Are you afraid of bats? You are not alone. Most people are fearful of them, but our crew typically says they are not bothered by them and some even like them. Yet the common fear of bats has unfortunately allowed more than 50% of American bat species to be in severe decline and some have even become listed as endangered. Considering most species of bats only have one young per year re-population is even more of an issue.

Believe it or not there are good reasons to keep bats around. A single little brown bat can catch 1,500 mosquito-sized insects in an night and just 150 big brown bats can eat enough cucumber beetles each summer to protect farmers from 33 million of these pests that cost close to a billion dollars annually.

What about the fear of contracting rabies from bats? Well the percentage of bats that may have rabies is less than 1% and more people die from rabies contracted from dog bites in the U.S. than from bat bites.

Due to the decline in natural roosting areas for bats, they have begun to seek shelter in manmade buildings like our homes. Because of the protection of bats and the vital part of our eco-system we offer exclusion services if you find bats are living in your home.

Upon inspection of your home we will look for the presence of bats by the presence of black or brown stains from body oils or droppings in the attic and droppings around cracks or crevices formed by ill-fitting building materials. Bat droppings may also appear on walls, under porches, or on floors or above suspended ceilings. In some instances, you may even notice noise or odors from large colonies of bats in the attic.

Bats can enter your home through openings as small as one-quarter inch in diameter. Common points of entry include, loose or missing shingles or roof vents, places where flashing or boards have come loose and locations where pipes or wiring enter buildings. Openings often occur where walls meet the eaves at the gable ends of an attic, where porches attach to the main part of a house, or where dormers meet the roof. Other points of entry are associated with siding.

So how do we get them to move out of your home? Exclusion is the ONLY effective solution for permanently removing bats from buildings.

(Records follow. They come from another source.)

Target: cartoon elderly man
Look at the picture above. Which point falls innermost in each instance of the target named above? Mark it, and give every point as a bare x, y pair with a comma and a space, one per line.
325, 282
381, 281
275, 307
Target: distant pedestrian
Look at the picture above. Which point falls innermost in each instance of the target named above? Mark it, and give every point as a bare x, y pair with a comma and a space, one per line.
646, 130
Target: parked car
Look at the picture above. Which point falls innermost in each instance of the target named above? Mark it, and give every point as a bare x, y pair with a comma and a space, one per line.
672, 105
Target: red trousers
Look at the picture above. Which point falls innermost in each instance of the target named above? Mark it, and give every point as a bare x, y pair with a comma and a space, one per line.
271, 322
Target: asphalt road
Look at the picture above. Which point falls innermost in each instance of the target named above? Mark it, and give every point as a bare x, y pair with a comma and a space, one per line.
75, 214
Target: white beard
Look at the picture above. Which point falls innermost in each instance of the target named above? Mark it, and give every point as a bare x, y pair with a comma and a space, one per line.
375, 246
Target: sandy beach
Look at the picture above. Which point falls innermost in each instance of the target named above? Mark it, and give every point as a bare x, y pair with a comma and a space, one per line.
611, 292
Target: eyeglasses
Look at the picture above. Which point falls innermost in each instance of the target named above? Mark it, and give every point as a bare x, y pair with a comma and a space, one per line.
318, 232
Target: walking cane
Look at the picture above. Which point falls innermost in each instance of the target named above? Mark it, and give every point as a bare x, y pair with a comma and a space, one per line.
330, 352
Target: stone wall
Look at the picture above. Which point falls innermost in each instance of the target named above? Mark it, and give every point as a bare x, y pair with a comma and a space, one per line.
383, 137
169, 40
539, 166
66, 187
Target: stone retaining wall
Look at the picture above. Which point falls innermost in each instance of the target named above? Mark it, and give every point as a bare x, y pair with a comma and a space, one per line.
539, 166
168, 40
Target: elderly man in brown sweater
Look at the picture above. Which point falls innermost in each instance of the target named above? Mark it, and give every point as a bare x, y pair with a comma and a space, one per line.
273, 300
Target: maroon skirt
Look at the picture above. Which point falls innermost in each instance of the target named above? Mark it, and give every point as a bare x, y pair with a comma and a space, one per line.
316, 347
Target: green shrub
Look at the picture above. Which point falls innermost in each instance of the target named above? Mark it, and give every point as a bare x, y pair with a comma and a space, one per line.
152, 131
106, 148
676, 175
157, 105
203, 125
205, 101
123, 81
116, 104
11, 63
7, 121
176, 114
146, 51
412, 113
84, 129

Trapping and relocating is ineffective since bats have excellent homing instincts and simply return, even when released at great distances.

With our exclusion services our technicians will close all potential areas that would allow bats access to your home. We mount one way doors in the active access points allowing bats to leave but not return. We leave the one way doors mounted for three to four weeks allowing the colony to move on and then return to remove the one way doors and finish the repairs. We offer a two year warranty on our services for bat proofing.